IMF and World Bank seek renewal after 75 years
The two financial institutions were born during the Second World War, on July 22, 1944, at the initiative of 44 countries to avoid a new crisis such as that of 1929.
After 75 years of its foundation in the Bretton Woods hotel complex in the northeastern United States, both institutions face criticism for having failed to prevent crises and for worsening the situations of the people they should have helped.
Although it can be said that these criticisms are not entirely true, both the IMF and the World Bank have tried to forge a new image for themselves in recent years, emphasizing that when their programs are implemented, the most vulnerable will be protected.
But more than a better communication strategy is going to be needed at a time when the rejection of globalization and technological transformation is growing.
Both organizations also face the challenge of helping Africa in a transition that requires substantial investment in infrastructure and job creation to cope with population growth in the region.
The challenge "is enormous," said World Bank President David Malpass in an interview with AFP.
The International Monetary Fund aims to ensure global financial stability, while the World Bank works for reconstruction and development, to which poverty reduction was eventually added.
"The original concept of reconstruction and development (...) was clarified to include poverty reduction as the bank grew," Malpass said.
A gloomy balance sheet
At first glance, the balance sheet, especially that of the IMF, seems bleak, with the last three decades marked by serious crises: Latin America's debt crisis in the 1980s, the turbulence in Asia and Russia in 1990 and the global financial crisis of 2007, which originated the Great Recession that still affects the world economy.
In each of the episodes, the crisis lasted a decade or more and the IMF was blamed for having inflicted more pain with its demands and its policies, many times more oriented to the interests of rich countries than to poor countries, according to its hardest critics.
At the same time, there are 1 billion fewer people in the world living in extreme poverty than in the 1990s.
"In the history of the world, there has never been as much progress in improving the lives of people as we have seen in the past 75 years," said Masood Ahmed, who served as an IMF or World Bank official for nearly half the history of these organizations.
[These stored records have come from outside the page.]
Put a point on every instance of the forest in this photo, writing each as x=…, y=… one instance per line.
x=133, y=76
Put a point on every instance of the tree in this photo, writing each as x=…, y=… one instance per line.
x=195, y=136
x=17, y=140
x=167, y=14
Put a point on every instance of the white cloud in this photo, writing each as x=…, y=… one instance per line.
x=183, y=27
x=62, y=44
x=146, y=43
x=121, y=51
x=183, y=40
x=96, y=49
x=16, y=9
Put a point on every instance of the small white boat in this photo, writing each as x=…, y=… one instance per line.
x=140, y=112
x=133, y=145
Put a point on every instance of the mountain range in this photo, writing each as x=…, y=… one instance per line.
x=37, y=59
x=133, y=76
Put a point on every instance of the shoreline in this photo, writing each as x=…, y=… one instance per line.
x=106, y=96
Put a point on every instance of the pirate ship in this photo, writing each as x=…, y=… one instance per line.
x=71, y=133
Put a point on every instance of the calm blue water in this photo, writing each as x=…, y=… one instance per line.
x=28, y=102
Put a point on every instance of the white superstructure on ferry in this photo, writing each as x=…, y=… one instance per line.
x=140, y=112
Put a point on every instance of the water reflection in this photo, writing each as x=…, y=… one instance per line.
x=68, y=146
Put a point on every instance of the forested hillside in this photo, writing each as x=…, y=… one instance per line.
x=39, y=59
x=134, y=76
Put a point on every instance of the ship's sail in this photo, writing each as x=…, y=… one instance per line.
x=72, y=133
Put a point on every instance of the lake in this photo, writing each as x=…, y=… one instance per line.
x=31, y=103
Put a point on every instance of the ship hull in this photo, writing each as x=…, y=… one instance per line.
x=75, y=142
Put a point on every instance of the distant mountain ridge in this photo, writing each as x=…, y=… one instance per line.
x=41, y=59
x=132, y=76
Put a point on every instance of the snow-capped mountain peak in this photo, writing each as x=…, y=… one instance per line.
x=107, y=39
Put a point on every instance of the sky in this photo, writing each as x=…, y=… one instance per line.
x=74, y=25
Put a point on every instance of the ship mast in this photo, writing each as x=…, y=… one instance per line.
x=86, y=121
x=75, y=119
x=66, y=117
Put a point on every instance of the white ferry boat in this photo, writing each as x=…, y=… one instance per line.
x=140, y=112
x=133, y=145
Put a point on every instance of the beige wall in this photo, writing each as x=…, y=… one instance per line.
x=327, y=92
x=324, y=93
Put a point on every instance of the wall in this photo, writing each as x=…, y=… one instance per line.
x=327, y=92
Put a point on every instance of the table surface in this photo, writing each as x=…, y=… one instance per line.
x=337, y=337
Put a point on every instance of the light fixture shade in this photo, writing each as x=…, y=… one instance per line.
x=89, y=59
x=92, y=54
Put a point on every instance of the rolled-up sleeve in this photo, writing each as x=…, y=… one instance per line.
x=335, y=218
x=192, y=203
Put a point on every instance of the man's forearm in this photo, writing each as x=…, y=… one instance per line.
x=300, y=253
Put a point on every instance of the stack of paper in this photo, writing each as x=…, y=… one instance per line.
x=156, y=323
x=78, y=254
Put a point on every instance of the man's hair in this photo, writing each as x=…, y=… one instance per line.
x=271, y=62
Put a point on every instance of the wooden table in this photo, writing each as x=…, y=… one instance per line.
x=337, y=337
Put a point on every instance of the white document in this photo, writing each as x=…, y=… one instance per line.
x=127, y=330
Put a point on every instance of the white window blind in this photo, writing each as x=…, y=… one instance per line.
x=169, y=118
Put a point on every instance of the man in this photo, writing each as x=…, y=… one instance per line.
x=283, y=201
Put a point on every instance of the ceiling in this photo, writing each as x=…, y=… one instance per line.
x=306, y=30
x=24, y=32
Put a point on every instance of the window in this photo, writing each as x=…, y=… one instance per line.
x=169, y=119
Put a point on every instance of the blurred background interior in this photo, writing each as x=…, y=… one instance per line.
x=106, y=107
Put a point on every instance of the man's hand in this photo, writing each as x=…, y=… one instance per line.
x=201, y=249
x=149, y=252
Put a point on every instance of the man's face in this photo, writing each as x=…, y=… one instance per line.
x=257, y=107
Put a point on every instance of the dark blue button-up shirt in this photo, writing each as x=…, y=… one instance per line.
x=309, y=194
Both institutions overlooked development issues
The world "was doing well in macro terms, and there were a lot of people coming out of poverty, but we ignore the fact that there were a lot of people who were getting more and more uncomfortable with the pace of change and I think we're paying a bit of the price for that now," said Ahmed, who now heads the Center for Global Development, a poverty research organization.
Malpass does not dismiss the doctrine of the "Washington Consensus," a formula imposed on developing countries that consisted of privatizations and spending cuts, as opposed to the classic economic theory of increasing spending during a recession.
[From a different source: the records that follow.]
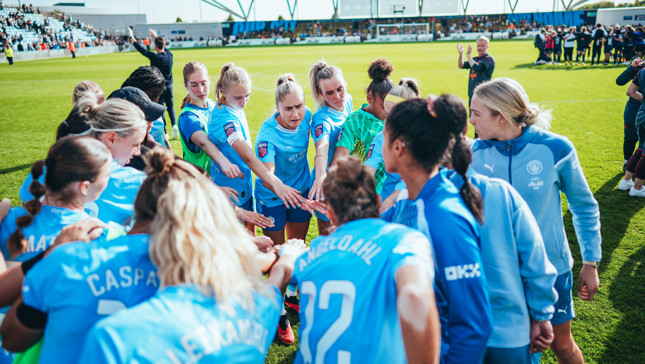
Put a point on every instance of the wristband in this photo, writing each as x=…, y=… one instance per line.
x=290, y=250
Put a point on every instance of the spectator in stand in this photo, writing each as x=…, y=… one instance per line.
x=163, y=60
x=609, y=46
x=599, y=36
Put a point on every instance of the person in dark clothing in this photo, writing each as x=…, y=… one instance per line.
x=598, y=37
x=558, y=40
x=539, y=43
x=481, y=67
x=630, y=139
x=163, y=60
x=582, y=43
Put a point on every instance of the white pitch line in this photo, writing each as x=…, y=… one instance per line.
x=574, y=101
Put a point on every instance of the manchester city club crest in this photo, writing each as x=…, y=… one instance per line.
x=534, y=167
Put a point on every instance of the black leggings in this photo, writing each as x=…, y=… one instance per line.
x=568, y=54
x=630, y=139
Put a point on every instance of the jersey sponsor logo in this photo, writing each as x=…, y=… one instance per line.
x=318, y=131
x=462, y=272
x=534, y=167
x=369, y=152
x=229, y=129
x=262, y=149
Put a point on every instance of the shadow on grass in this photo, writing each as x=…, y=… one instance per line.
x=548, y=67
x=15, y=168
x=626, y=289
x=616, y=211
x=626, y=292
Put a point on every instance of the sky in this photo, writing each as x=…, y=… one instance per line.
x=166, y=11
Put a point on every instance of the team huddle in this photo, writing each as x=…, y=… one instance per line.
x=432, y=247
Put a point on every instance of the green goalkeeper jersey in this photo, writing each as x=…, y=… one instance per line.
x=358, y=131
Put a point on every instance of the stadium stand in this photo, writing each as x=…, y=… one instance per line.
x=28, y=30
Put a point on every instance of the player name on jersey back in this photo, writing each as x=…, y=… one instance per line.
x=365, y=250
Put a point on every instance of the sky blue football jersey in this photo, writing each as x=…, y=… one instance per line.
x=116, y=203
x=42, y=231
x=228, y=125
x=80, y=283
x=460, y=285
x=180, y=324
x=287, y=149
x=347, y=288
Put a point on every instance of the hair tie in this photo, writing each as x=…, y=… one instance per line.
x=394, y=99
x=108, y=130
x=431, y=100
x=50, y=162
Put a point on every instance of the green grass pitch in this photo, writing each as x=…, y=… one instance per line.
x=587, y=105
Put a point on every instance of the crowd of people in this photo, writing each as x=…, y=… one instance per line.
x=43, y=35
x=602, y=44
x=124, y=252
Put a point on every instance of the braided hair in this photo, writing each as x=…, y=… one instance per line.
x=430, y=136
x=71, y=159
x=351, y=191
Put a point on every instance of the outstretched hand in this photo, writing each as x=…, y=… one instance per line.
x=84, y=230
x=541, y=336
x=588, y=282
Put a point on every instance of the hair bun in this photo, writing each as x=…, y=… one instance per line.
x=380, y=70
x=287, y=77
x=530, y=114
x=88, y=105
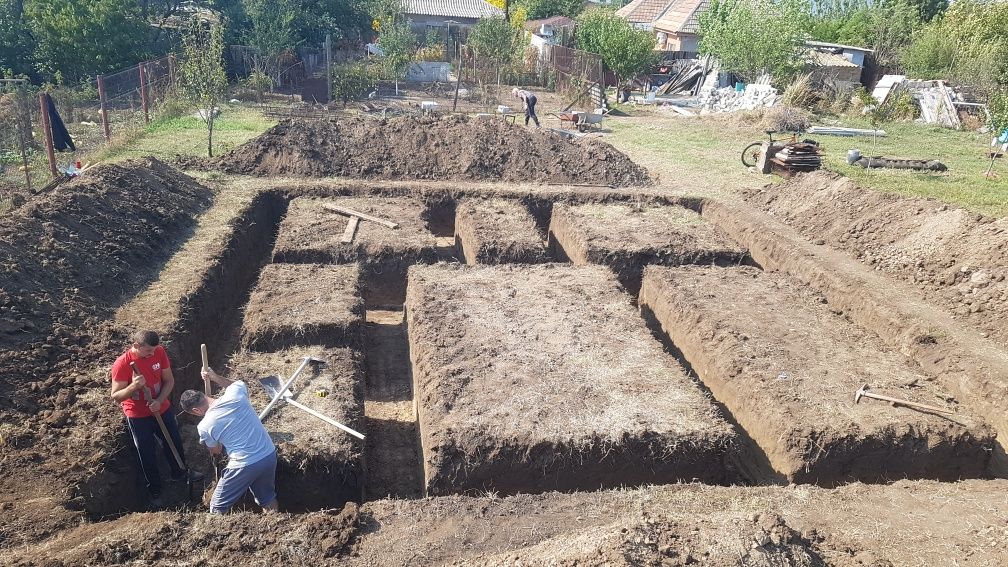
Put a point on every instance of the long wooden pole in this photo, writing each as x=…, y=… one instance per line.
x=143, y=94
x=206, y=366
x=105, y=110
x=458, y=82
x=47, y=133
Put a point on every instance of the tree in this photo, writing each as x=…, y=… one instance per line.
x=15, y=43
x=885, y=27
x=967, y=44
x=85, y=37
x=625, y=50
x=753, y=37
x=272, y=31
x=493, y=38
x=538, y=9
x=201, y=72
x=398, y=43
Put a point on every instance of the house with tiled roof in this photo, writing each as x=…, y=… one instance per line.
x=674, y=22
x=457, y=16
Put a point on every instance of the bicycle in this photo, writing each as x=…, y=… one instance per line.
x=437, y=89
x=750, y=155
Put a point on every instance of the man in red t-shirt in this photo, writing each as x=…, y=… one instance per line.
x=128, y=389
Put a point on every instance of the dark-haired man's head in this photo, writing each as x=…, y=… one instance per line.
x=144, y=342
x=194, y=402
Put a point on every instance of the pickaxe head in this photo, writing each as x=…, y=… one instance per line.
x=860, y=392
Malpass, on the other hand, wants to focus World Bank programs on what is best for each country.
"I want it to be more and more effective in helping countries find the path to growth and good results for the people of these countries," he said.
One example is the current IMF credit to Argentina, which sets spending parameters for the poorest.
Agustin Carstens, former head of Mexico's Central Bank and director of the IMF's Financial Committee, argues that the organization avoided "many other crises" thanks to supervision and political advice.
The problem is that when they call the IMF it is because the economy is already the "most difficult" moment when all other sources of financing are closed and there are no good options.
The official is concerned that the institution has failed to adapt to the changing global economy at a time when countries like China and India are gaining weight.
IMF Managing Director Christine Lagarde, who is about to become president of the European Central Bank, announced that she will leave office on September 12.
It is expected that the tradition of another European will continue, by virtue of an unwritten rule by which the Old Continent keeps the Fund and the United States appoints the President of the World Bank.
Carstens, a finalist in the race won by Lagarde to head the IMF in 2011, said the reform is increasingly "urgent" to "give more legitimacy to the advice the Fund gives."